Opinión
Máquinas y almas
Por Ciencias
EL JUEGO DE LA CIENCIA // CARLO FRABETTI
* Escritor y matemático
Coincidiendo con el intenso debate sobre la IA (Inteligencia Artificial) suscitado por Los electroduendes, que aún colea (ver blog), he visitado la fascinante exposición Máquinas y almas, en el Centro de Arte Reina Sofía de Madrid. Líquidos ferromagnéticos que responden a la voz del espectador, “espejos mecánicos” que nos devuelven nuestra imagen tal como la perciben los ordenadores, un androide de expresivo rostro que canta una canción especialmente compuesta para él por David Byrne... ¿Pueden llegar a tener alma las máquinas?
Para contestar esta inquietante pregunta, antes tendríamos que definir con precisión lo que entendemos por “máquina” y por “alma”. Roger Penrose, entre otros, ha argumentado con solidez (sobre todo en su libro La nueva mente del emperador) que la inteligencia creativa y autoconsciente (que podría ser una definición laica de “alma”) no puede reducirse a un mero conjunto de algoritmos. Pero los ordenadores no tienen por qué ser meramente algorítmicos, y puesto que no sabemos cómo se produce la chispa de la conciencia, no podemos excluir la posibilidad de que salte, de forma espontánea o inducida, en los superordenadores del futuro. Aun en el supuesto de que la inteligencia tuviera que ver con aspectos todavía desconocidos de la mecánica cuántica, como sostiene Penrose, esos hipotéticos procesos criptocuánticos no tendrían por qué ser exclusivos de la vida orgánica.
Y aunque así fuera, la imitación de la vida, incluso de la vida racional, no tiene límites, al menos en teoría. Aunque las máquinas nunca lleguen a pensar realmente (sea lo que fuere lo que eso significa), se comportarán de una forma cada vez más autónoma y creativa, y puesto que de los demás sólo podemos saber lo que hacen y dicen, y no lo que piensan o sienten en su fuero interno, si la conducta de una máquina parece inteligente, será, a todos los efectos prácticos, como si lo fuera.
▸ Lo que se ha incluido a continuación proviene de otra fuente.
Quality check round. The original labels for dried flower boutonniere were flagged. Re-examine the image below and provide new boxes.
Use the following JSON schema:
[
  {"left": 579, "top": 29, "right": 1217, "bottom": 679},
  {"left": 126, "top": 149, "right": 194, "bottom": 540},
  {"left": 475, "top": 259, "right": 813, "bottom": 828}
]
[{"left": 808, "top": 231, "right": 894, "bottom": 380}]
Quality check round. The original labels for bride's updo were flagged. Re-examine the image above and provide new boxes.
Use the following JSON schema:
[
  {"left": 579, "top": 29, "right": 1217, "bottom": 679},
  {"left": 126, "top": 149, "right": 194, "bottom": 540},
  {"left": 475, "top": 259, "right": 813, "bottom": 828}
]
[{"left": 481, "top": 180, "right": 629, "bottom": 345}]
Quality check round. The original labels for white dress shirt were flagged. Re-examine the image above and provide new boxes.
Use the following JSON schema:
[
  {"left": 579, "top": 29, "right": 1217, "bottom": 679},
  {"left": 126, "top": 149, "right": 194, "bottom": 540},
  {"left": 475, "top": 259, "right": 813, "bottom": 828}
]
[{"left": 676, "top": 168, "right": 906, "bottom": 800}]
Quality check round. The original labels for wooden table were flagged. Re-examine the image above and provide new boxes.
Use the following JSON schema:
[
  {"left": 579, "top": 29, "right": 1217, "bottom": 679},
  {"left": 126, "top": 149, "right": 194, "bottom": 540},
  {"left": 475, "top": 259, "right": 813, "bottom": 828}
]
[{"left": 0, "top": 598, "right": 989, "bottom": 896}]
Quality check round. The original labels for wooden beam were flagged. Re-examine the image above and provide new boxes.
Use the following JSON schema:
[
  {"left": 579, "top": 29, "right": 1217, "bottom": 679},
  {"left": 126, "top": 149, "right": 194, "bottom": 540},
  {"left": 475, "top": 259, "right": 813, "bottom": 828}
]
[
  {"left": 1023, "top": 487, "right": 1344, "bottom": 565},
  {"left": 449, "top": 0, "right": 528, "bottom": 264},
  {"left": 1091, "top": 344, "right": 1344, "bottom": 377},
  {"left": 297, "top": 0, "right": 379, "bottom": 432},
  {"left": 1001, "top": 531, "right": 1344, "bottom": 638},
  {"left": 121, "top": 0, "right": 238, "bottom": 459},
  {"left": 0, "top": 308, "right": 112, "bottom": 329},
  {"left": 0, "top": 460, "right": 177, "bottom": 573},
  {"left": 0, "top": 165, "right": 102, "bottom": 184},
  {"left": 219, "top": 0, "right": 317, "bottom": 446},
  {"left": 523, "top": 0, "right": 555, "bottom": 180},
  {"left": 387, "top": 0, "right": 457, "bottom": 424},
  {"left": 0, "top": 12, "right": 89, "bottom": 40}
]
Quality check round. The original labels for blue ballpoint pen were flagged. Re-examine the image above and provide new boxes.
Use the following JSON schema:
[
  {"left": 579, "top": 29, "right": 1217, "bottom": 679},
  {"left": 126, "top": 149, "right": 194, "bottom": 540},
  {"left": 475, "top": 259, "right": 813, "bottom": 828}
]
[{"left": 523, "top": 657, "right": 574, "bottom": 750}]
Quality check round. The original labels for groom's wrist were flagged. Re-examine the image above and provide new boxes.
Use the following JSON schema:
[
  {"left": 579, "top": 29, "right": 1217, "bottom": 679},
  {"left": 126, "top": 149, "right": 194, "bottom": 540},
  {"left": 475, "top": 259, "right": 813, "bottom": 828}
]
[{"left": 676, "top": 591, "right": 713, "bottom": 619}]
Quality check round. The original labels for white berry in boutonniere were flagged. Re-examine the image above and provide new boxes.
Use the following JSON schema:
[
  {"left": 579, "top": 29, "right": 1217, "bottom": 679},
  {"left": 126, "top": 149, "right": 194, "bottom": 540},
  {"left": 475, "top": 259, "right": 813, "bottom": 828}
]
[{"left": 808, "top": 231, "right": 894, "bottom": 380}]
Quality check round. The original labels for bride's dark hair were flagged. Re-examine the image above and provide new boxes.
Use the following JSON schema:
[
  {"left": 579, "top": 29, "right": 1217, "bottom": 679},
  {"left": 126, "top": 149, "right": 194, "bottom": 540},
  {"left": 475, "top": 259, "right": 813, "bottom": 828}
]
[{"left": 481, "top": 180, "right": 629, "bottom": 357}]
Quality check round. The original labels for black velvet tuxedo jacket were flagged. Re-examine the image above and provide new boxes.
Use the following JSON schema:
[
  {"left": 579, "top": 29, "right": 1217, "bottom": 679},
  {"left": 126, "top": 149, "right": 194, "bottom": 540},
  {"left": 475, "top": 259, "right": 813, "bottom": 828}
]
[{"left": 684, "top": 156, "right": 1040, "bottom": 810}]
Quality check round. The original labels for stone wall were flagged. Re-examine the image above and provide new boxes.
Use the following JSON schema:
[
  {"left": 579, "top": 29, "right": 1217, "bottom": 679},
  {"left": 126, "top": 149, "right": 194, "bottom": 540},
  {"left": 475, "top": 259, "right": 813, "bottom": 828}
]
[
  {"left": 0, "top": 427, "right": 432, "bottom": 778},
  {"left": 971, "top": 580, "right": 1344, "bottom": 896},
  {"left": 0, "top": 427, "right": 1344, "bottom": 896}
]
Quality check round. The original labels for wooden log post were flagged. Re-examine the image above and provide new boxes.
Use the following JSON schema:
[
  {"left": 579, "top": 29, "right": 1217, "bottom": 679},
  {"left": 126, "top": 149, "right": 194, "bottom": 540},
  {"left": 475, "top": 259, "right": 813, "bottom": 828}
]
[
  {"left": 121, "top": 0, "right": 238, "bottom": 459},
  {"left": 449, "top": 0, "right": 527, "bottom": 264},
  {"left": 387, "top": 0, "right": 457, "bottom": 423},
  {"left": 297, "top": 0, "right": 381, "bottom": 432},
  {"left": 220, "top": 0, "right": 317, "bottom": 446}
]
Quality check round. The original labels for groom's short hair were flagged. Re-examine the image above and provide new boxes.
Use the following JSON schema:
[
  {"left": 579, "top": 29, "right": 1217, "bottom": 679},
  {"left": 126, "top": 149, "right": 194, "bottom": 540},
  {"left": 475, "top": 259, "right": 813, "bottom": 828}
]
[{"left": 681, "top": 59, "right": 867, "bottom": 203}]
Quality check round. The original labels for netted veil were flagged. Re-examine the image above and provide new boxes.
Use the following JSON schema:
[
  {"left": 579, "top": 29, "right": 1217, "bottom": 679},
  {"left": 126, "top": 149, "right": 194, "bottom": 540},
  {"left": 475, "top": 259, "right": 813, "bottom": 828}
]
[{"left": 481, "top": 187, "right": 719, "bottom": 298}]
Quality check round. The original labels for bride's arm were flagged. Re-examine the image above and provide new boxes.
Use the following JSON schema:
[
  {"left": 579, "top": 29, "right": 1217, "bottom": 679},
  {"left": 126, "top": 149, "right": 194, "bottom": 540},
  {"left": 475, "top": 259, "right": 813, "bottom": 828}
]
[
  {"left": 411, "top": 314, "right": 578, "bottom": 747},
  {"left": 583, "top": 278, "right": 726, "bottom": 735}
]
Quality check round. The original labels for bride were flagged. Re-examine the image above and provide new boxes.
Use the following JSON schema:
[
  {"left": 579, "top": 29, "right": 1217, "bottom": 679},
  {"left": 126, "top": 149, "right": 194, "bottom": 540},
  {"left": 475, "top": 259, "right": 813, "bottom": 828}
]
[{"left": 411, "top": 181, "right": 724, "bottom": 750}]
El impacto psicológico y sociológico de esta revolución inminente será sin duda enorme, y por más que la ciencia ficción, tanto literaria como cinematográfica, haya abordado la cuestión desde innumerables ángulos, seguramente el futuro inmediato nos depara sorpresas que no podemos ni imaginar. Es muy significativo que la ciencia ficción, tan audaz en lo tecnológico y tan conservadora en lo sociológico, no previera la aparición de Internet. Y aunque las leyes de la robótica de Asimov rijan la conducta de los androides, ¿qué nuevas cláusulas del contrato social regularán nuestra propia conducta?